Любовь же, она чувствует, станет её падением.
— Ты не рассказываешь ничего о своём прошлом, Немезида, почему? — однажды интересуется у неё господин, и Гермиона только надломленно усмехается.
— Моё прошлое было счастливым, повелитель, — отвечает ему служанка, мочалкой стирая с кожи рельефных рук кровь его врагов.

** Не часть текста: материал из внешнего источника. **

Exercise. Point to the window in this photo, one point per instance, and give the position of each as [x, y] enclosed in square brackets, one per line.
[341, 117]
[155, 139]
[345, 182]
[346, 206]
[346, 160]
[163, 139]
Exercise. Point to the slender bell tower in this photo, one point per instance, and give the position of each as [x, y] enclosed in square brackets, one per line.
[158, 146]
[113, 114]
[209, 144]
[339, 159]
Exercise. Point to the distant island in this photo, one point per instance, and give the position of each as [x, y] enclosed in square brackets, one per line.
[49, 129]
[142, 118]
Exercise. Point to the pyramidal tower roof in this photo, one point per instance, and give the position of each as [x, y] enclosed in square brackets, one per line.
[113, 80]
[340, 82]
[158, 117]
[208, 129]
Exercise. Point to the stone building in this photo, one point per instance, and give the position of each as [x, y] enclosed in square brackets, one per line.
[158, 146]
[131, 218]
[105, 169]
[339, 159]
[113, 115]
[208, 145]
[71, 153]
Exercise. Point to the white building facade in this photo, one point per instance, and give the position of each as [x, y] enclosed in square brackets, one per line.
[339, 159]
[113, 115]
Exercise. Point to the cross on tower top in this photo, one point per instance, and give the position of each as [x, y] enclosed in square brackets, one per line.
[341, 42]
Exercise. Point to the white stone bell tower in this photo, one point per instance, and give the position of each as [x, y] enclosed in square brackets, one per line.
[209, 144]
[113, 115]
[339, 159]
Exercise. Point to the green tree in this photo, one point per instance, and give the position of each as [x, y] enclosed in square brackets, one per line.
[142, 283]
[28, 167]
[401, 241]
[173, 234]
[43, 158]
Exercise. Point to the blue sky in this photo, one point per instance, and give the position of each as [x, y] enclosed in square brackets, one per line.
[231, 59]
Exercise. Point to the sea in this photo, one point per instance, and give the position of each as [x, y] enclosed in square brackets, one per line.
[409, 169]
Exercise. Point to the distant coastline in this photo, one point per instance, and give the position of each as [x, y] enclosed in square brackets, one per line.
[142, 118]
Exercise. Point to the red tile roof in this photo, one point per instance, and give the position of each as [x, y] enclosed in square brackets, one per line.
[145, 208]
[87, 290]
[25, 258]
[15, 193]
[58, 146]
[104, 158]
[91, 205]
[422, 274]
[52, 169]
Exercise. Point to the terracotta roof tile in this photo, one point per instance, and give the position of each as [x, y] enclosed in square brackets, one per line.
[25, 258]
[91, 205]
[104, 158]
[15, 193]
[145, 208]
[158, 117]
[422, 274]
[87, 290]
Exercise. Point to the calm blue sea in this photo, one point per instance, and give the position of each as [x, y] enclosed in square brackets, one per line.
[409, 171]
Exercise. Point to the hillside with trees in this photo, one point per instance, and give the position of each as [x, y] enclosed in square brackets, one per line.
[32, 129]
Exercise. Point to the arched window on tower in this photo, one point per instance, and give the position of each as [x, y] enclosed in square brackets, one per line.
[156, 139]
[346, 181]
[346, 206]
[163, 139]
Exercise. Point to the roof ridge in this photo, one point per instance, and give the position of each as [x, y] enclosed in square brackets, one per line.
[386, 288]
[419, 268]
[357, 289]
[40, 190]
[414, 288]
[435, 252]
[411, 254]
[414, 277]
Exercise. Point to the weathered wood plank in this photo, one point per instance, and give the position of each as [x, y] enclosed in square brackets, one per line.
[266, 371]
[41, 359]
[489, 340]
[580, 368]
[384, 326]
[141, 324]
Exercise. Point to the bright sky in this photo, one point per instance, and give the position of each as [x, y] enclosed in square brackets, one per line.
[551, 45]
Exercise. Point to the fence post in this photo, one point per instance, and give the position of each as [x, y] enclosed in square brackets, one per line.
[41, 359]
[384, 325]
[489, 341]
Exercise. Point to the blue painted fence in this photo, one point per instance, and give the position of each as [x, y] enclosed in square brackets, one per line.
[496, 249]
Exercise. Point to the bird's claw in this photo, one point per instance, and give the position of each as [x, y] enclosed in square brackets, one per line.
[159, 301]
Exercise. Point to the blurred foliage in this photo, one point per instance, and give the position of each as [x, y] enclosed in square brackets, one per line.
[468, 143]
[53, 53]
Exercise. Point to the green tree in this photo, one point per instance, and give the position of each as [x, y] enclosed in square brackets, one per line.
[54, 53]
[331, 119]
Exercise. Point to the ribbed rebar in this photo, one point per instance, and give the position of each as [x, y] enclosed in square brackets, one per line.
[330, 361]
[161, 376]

— Почему “было”? — хватается за слова Дракон и отодвигается от девушки чуть дальше, давая ей больше пространства для того, чтобы отмыть его спину.
Чувствует, как она спускает с бортика, на котором постоянно сидит за его спиной и на который он обычно облокачивается, ступни ног и окунает их в горячую воду.
На кончиках его пальцев всё больше горит желание прикоснуться к нежной коже служанки и обласкать каждый миллиметр её тела.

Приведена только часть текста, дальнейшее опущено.